Mazyck manages the Pallbearer Ministry at the high school. The student volunteers take the time out of their school day to help support a ceremony or burial for veterans or others who would otherwise be buried alone.

"We might even very strongly disagree at various times, but everybody has worth and value. Assisting at their funeral, or at their committal and burial, is a way of honoring their lives, even though we may have never met them," he says.

The Pallbearer Ministry at the school began after six seniors volunteered to help bury three unclaimed veterans in October, 2015. Since then, volunteers have helped carry veterans in ceremonies at Great Lakes National Cemetery and others cemeteries around the Detroit area.

"This was an opportunity to give something to somebody who finished their life on the fringe of society," Tom Lennon, a former student, told TODAY.com in 2015. "These veterans were men I had never met, but they helped make the country I live in safer and stronger. No matter who they were or what they did on earth, every person deserves a proper burial."

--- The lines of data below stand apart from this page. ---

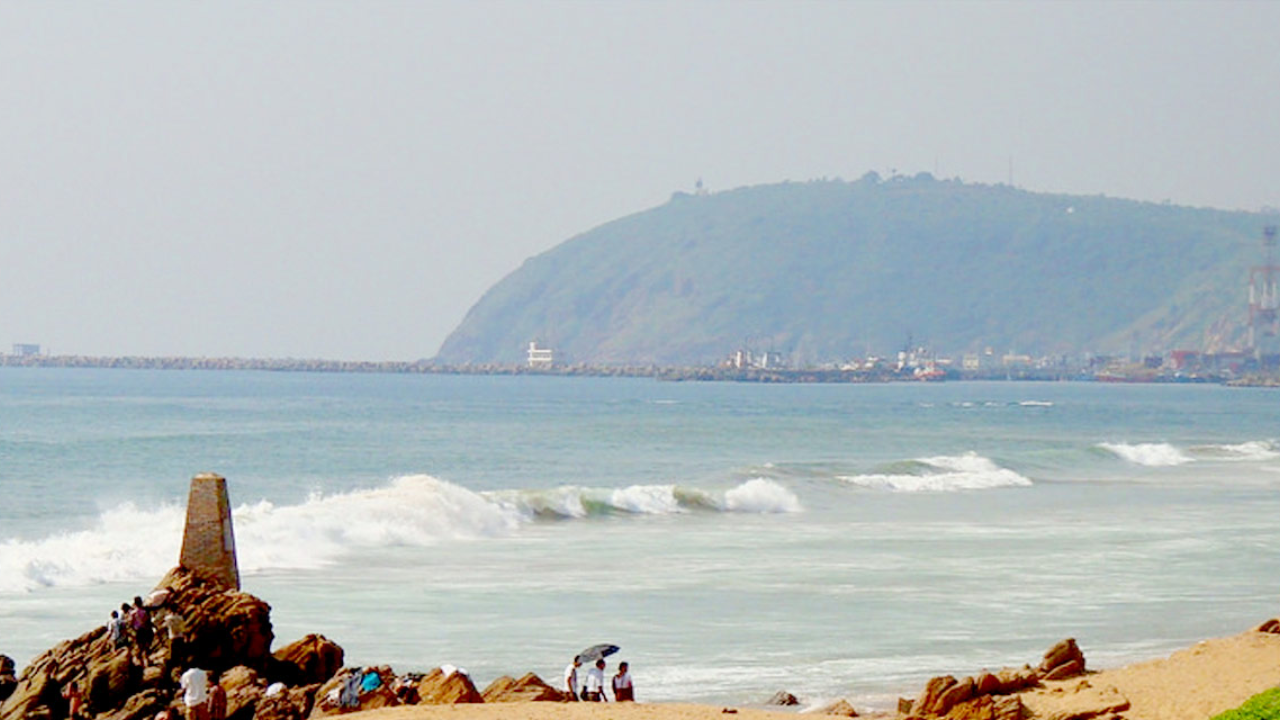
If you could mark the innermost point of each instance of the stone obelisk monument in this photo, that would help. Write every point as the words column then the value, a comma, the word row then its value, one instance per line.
column 209, row 543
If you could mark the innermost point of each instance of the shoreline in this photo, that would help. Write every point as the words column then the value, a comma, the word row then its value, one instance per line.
column 668, row 373
column 1193, row 683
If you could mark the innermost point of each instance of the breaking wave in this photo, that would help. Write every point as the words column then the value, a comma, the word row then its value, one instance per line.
column 1147, row 454
column 1253, row 451
column 947, row 473
column 1166, row 455
column 758, row 495
column 129, row 543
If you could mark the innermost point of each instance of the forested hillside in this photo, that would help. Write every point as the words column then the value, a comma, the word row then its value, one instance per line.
column 830, row 269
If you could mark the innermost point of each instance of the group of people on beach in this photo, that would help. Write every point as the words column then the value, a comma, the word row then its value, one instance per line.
column 137, row 627
column 592, row 689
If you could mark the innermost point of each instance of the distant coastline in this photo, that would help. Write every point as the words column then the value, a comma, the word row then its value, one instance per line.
column 600, row 370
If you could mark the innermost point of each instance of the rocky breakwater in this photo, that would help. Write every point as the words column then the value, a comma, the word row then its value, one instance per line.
column 992, row 696
column 227, row 632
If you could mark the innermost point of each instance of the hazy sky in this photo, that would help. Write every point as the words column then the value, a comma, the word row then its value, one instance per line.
column 344, row 180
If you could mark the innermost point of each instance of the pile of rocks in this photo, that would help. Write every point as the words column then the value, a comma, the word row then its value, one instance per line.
column 229, row 634
column 992, row 696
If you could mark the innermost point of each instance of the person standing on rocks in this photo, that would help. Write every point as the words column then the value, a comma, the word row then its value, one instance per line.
column 74, row 701
column 216, row 701
column 176, row 628
column 115, row 630
column 595, row 683
column 571, row 679
column 140, row 621
column 622, row 688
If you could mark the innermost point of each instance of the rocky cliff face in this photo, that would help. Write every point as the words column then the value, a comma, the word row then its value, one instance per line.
column 827, row 270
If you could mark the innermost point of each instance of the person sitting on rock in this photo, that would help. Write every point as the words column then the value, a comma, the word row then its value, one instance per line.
column 115, row 630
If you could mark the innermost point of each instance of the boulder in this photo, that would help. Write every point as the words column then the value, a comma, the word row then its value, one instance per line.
column 278, row 706
column 225, row 628
column 987, row 683
column 141, row 706
column 1068, row 669
column 988, row 707
column 529, row 688
column 840, row 707
column 311, row 660
column 327, row 696
column 245, row 688
column 782, row 698
column 928, row 701
column 110, row 682
column 447, row 688
column 952, row 696
column 1064, row 654
column 1013, row 679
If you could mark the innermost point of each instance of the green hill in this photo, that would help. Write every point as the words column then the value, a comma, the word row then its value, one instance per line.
column 828, row 269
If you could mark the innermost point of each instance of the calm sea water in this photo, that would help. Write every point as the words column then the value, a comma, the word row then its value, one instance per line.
column 735, row 540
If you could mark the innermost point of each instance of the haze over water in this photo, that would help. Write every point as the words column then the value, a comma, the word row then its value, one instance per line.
column 735, row 540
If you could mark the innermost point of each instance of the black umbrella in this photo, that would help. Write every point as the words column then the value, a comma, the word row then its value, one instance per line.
column 595, row 652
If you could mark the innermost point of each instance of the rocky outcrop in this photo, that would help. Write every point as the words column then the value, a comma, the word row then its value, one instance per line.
column 347, row 692
column 840, row 707
column 1064, row 660
column 311, row 660
column 529, row 688
column 782, row 698
column 224, row 629
column 439, row 687
column 991, row 696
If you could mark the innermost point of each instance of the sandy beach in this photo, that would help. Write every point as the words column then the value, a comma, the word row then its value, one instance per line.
column 1191, row 684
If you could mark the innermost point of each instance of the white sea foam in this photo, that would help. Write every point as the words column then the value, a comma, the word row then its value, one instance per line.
column 760, row 496
column 946, row 473
column 124, row 543
column 1147, row 454
column 128, row 543
column 131, row 543
column 1253, row 451
column 574, row 501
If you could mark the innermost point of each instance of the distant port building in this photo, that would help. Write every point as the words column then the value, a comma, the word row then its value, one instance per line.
column 540, row 358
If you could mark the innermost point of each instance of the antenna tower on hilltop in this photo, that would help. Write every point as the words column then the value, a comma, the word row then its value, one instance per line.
column 1264, row 300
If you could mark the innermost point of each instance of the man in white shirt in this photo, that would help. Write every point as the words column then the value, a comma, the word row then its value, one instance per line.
column 571, row 678
column 195, row 692
column 595, row 683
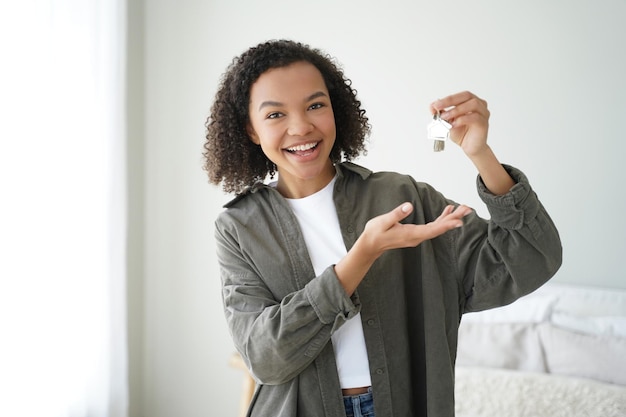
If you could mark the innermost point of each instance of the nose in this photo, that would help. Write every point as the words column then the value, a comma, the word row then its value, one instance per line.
column 300, row 125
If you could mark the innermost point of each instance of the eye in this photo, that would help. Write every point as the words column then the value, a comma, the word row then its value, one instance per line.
column 274, row 115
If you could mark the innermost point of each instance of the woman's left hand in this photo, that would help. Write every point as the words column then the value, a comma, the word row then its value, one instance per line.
column 469, row 116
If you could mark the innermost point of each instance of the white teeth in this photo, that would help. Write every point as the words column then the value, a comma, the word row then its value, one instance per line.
column 301, row 148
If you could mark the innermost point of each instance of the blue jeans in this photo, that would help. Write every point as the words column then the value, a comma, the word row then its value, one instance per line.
column 359, row 405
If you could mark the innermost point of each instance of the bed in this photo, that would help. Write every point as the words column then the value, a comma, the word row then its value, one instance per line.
column 560, row 351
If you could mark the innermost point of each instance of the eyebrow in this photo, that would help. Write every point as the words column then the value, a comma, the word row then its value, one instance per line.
column 279, row 104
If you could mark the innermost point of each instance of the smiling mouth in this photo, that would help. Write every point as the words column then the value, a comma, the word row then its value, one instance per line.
column 300, row 149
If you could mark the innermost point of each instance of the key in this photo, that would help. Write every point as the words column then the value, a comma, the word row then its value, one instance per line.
column 438, row 131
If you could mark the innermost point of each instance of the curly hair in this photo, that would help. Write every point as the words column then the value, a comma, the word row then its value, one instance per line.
column 231, row 158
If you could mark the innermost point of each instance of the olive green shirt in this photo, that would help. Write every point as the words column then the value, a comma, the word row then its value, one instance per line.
column 281, row 315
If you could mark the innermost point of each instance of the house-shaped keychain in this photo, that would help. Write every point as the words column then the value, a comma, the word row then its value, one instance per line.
column 438, row 131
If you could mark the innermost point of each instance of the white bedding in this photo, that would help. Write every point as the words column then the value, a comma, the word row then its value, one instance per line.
column 560, row 351
column 485, row 392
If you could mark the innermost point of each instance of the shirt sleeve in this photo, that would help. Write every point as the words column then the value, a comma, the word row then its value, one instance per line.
column 277, row 336
column 517, row 251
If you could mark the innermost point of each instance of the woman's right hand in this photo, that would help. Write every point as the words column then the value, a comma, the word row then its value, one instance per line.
column 385, row 232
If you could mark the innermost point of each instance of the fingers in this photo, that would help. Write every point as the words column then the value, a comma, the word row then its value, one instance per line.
column 459, row 104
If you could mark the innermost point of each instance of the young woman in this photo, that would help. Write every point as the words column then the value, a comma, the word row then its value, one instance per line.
column 343, row 289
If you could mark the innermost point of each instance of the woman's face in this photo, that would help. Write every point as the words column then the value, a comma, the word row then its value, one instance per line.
column 291, row 118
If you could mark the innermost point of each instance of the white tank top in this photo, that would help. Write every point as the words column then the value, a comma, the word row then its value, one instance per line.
column 320, row 226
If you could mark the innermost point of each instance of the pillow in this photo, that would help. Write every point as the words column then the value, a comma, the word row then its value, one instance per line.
column 597, row 357
column 529, row 309
column 500, row 345
column 606, row 326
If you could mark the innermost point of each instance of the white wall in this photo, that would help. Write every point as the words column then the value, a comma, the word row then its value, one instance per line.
column 552, row 72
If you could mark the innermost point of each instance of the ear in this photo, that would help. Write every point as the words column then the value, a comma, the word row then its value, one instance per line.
column 252, row 134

Before the service, the volunteers try to learn about the deceased. They look through online obituaries; sometimes they learn only the deceased's name, while other times their whole life story is available.

"Sometimes the students find out that they are related to someone or they are at least friends with someone who is a part of the family and survives the memory of the deceased," Mazyck says.

Sometimes the students carry the coffin, and at other times they act as a team of "honor guards" who provide support and pray for the deceased.

The program paused from 2019-2021 because of COVID, but has come back stronger than ever.

The school ministry has partnered with A.J. Desmond & Sons Funeral Home in Troy, Michigan. The county attempts to find relatives to claim the body, but if nobody has responded after 90 days, the veterans are cared for by the funeral home.

“The students’ service is quite simply valuable to our firm because that is what we do — we serve our community by caring for and honoring the dead, regardless of financial circumstances," John Desmond, the funeral home's director, told TODAY.com in 2015.

Caskets are provided by the Dignity Memorial Network's Homeless Veterans Program, which aims to provide homeless and unclaimed veterans with a proper military burial across the country.

Mazyck says the volunteers often reflect during and after the service, and they use the experience as a way to grow as students and as humans.

"It's great to be with other people and pray with them, encourage them or just be present with them when they're in their sorrow. We all have times and moments of sorrow in our lives, including the passing of loved ones and friends and colleagues," Mazyck says.

"So it's really an honor and, in itself, its own consolation to be able to offer some support."